How does performing in the U.S. compare to performing at home?
The shows in the U.S. are much shorter, and much more formal. In Niamey [Niger’s capital], our shows end when we decide, and if the energy from the crowd is right they can be very long. Most of the time when we perform in Niamey, we are on the same level as the audience, there is no stage. This makes the interaction between the band and the audience very seamless. In the U.S., the stage creates a barrier between us and the audience. This barrier is very noticeable to us and we make an effort to break down that barrier and interact closer with the audience.
Has playing all over the world changed the band’s sound?
More than anything it has changed the approach of the actions surrounding the performance. The band has seen what is necessary to keep a touring schedule and it involves having better time management and being more professional.
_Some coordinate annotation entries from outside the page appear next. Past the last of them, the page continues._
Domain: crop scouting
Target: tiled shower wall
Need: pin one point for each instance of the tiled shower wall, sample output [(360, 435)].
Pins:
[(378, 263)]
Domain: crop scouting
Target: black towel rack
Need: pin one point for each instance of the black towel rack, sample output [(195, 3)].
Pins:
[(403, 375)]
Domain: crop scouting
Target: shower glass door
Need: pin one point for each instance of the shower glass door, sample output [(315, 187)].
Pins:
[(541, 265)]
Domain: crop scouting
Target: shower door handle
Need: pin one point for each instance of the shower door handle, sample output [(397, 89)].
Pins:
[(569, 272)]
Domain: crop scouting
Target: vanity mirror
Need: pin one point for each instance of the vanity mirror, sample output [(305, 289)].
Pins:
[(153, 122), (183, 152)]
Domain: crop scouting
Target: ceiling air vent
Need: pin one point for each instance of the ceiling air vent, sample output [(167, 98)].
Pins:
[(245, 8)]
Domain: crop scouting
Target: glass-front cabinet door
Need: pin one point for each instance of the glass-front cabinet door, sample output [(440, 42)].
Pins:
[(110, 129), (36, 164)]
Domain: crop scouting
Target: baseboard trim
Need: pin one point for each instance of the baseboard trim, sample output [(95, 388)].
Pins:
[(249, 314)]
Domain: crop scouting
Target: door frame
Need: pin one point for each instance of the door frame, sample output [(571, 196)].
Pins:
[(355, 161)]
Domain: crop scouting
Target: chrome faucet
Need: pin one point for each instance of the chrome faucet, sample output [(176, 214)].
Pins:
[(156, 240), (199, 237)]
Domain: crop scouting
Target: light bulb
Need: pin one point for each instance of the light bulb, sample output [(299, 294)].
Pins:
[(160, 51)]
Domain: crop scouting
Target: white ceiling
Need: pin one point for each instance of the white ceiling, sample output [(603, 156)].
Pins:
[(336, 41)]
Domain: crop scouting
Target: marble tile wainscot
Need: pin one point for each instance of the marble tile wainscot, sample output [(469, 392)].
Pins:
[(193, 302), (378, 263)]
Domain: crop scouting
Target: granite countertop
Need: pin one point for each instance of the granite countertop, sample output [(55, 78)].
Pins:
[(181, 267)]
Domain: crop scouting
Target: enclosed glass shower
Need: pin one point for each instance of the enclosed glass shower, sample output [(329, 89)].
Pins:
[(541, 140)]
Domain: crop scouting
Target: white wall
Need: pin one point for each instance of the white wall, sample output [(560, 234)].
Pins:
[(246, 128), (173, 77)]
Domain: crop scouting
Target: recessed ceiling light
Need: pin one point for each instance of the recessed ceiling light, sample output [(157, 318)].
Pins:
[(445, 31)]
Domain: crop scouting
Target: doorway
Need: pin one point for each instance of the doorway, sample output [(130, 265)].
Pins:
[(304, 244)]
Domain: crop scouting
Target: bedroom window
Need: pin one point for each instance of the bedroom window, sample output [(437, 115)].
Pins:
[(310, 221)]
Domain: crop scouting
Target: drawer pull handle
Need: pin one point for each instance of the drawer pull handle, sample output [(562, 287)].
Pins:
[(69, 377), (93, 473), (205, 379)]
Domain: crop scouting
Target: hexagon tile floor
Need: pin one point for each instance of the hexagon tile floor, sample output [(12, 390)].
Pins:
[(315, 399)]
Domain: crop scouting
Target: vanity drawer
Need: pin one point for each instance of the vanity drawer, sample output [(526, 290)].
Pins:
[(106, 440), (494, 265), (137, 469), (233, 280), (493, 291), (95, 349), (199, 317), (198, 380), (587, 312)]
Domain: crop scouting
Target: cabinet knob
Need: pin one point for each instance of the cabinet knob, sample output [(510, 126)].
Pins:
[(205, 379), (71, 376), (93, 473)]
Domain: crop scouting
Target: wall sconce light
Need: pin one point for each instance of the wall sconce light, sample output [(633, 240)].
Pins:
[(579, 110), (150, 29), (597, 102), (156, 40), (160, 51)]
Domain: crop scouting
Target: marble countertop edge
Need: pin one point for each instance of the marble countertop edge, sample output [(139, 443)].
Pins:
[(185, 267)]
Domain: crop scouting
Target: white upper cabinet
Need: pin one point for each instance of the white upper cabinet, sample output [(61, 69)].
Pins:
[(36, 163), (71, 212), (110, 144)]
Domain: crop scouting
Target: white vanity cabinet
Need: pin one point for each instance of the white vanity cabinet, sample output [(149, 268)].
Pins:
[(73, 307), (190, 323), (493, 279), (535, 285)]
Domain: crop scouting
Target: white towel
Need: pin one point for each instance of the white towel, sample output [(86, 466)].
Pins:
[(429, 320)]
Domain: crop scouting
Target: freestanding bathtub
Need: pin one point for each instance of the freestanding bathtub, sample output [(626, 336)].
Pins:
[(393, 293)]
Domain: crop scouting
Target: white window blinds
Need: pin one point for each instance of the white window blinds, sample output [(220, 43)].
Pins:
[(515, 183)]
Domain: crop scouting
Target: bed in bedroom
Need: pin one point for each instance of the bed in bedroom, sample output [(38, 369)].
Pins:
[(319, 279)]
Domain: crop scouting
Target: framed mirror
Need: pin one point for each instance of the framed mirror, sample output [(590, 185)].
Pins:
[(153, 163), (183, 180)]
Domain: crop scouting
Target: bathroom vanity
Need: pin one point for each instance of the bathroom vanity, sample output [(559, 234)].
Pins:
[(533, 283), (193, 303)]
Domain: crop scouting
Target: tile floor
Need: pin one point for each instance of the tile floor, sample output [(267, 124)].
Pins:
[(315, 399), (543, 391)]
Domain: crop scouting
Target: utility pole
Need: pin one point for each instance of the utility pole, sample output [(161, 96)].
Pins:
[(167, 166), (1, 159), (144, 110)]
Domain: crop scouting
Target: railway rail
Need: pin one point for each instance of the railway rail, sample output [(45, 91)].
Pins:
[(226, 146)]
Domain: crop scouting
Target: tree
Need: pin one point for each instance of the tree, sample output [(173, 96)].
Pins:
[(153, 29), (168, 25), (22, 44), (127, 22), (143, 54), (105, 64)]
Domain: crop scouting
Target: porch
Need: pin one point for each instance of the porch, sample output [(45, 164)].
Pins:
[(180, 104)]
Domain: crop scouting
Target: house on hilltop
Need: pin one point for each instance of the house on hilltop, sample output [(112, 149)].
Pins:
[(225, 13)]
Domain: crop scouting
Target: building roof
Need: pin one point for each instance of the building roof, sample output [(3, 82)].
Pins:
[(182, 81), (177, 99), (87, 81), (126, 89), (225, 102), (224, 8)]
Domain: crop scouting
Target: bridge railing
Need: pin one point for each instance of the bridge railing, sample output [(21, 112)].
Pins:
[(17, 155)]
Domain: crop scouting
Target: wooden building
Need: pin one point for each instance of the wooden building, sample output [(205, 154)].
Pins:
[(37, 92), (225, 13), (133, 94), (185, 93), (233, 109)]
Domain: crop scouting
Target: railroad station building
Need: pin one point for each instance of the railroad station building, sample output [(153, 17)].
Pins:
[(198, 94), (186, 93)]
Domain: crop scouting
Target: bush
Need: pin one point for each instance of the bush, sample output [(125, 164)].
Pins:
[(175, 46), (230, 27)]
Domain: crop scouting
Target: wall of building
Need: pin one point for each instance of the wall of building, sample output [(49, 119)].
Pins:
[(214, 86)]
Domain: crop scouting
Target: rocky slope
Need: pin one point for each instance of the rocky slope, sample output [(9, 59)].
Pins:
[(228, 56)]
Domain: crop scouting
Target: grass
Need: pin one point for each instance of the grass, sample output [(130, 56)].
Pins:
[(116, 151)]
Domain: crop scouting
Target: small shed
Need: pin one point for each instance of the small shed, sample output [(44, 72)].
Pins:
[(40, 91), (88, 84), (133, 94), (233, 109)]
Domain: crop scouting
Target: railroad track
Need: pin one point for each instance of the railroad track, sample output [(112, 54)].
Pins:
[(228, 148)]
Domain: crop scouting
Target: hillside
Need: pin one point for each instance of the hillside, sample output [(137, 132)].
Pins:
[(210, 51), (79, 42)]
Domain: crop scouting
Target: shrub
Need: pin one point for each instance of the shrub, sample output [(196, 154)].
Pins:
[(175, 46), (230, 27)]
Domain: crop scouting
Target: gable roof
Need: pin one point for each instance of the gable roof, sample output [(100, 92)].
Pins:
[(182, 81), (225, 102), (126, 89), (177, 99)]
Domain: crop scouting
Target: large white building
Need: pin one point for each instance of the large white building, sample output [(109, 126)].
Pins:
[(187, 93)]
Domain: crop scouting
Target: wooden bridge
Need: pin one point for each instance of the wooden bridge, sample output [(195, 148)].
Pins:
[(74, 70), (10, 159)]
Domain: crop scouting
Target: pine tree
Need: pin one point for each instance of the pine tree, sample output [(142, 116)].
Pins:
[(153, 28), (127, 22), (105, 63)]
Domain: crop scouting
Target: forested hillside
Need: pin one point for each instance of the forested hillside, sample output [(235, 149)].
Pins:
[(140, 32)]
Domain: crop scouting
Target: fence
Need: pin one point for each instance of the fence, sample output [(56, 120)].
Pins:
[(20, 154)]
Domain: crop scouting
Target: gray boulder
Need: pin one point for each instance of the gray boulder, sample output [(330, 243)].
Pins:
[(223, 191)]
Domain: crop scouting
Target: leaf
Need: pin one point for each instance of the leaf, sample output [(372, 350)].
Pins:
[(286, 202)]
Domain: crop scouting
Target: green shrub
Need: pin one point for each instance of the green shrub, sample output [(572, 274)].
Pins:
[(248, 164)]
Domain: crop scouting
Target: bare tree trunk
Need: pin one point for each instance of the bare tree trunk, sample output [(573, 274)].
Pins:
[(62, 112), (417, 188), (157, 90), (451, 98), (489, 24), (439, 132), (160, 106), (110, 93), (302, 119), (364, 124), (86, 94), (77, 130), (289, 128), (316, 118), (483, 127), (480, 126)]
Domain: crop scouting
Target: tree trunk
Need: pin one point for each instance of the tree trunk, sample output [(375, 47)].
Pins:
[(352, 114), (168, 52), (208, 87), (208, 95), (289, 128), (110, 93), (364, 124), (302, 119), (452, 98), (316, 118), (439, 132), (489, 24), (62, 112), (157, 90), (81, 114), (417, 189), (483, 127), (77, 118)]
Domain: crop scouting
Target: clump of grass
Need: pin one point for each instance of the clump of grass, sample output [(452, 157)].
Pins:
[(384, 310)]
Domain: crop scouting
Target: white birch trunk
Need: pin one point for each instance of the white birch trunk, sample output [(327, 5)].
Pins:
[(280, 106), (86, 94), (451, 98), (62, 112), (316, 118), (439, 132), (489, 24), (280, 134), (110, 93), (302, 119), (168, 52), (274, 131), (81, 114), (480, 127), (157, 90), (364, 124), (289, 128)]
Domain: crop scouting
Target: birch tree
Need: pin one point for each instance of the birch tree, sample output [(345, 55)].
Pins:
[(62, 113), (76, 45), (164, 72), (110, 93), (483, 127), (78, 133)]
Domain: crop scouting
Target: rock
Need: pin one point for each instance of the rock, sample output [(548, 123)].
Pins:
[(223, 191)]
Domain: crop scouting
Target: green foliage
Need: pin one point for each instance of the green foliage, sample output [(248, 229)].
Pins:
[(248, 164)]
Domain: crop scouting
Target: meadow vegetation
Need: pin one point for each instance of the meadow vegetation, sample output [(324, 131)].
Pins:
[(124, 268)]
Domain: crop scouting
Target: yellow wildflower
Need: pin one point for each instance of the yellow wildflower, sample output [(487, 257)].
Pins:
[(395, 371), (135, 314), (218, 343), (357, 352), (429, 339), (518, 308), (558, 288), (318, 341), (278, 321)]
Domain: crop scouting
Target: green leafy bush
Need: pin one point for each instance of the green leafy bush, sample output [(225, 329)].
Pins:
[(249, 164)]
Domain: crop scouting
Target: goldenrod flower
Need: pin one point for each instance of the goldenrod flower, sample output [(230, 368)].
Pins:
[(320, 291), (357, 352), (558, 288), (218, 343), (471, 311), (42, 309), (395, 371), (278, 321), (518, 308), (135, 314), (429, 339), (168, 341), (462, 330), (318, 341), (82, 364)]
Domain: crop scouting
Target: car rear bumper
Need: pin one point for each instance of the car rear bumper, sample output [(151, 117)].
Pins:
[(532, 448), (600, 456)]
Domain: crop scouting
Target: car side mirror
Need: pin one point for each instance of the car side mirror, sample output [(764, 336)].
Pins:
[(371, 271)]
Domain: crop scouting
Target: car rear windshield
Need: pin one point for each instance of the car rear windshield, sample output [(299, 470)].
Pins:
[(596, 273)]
We are also now more conscious about our stage presence and the idea that people come to our shows for more than just the music, they want to be entertained.
Did the band members who toured the world all participate in the album, and do they help create the musical tempos and arrangements of the songs?
Yes, the members for Tal National that tour are only half of who is in the band. Everybody that is in the band helps with the creation of the songs. The reason we can only bring half of the band is that it would be too expensive to bring everybody. Everybody in the band deserves equal amounts of recognition for the time and effort they contribute.
Are you still a court judge?
Yes, I plan to keep that job until I retire, which would be another 12 years. It means that I am very busy and I don’t get to sleep a lot. However that job is very important for me and my family because of the stability it provides.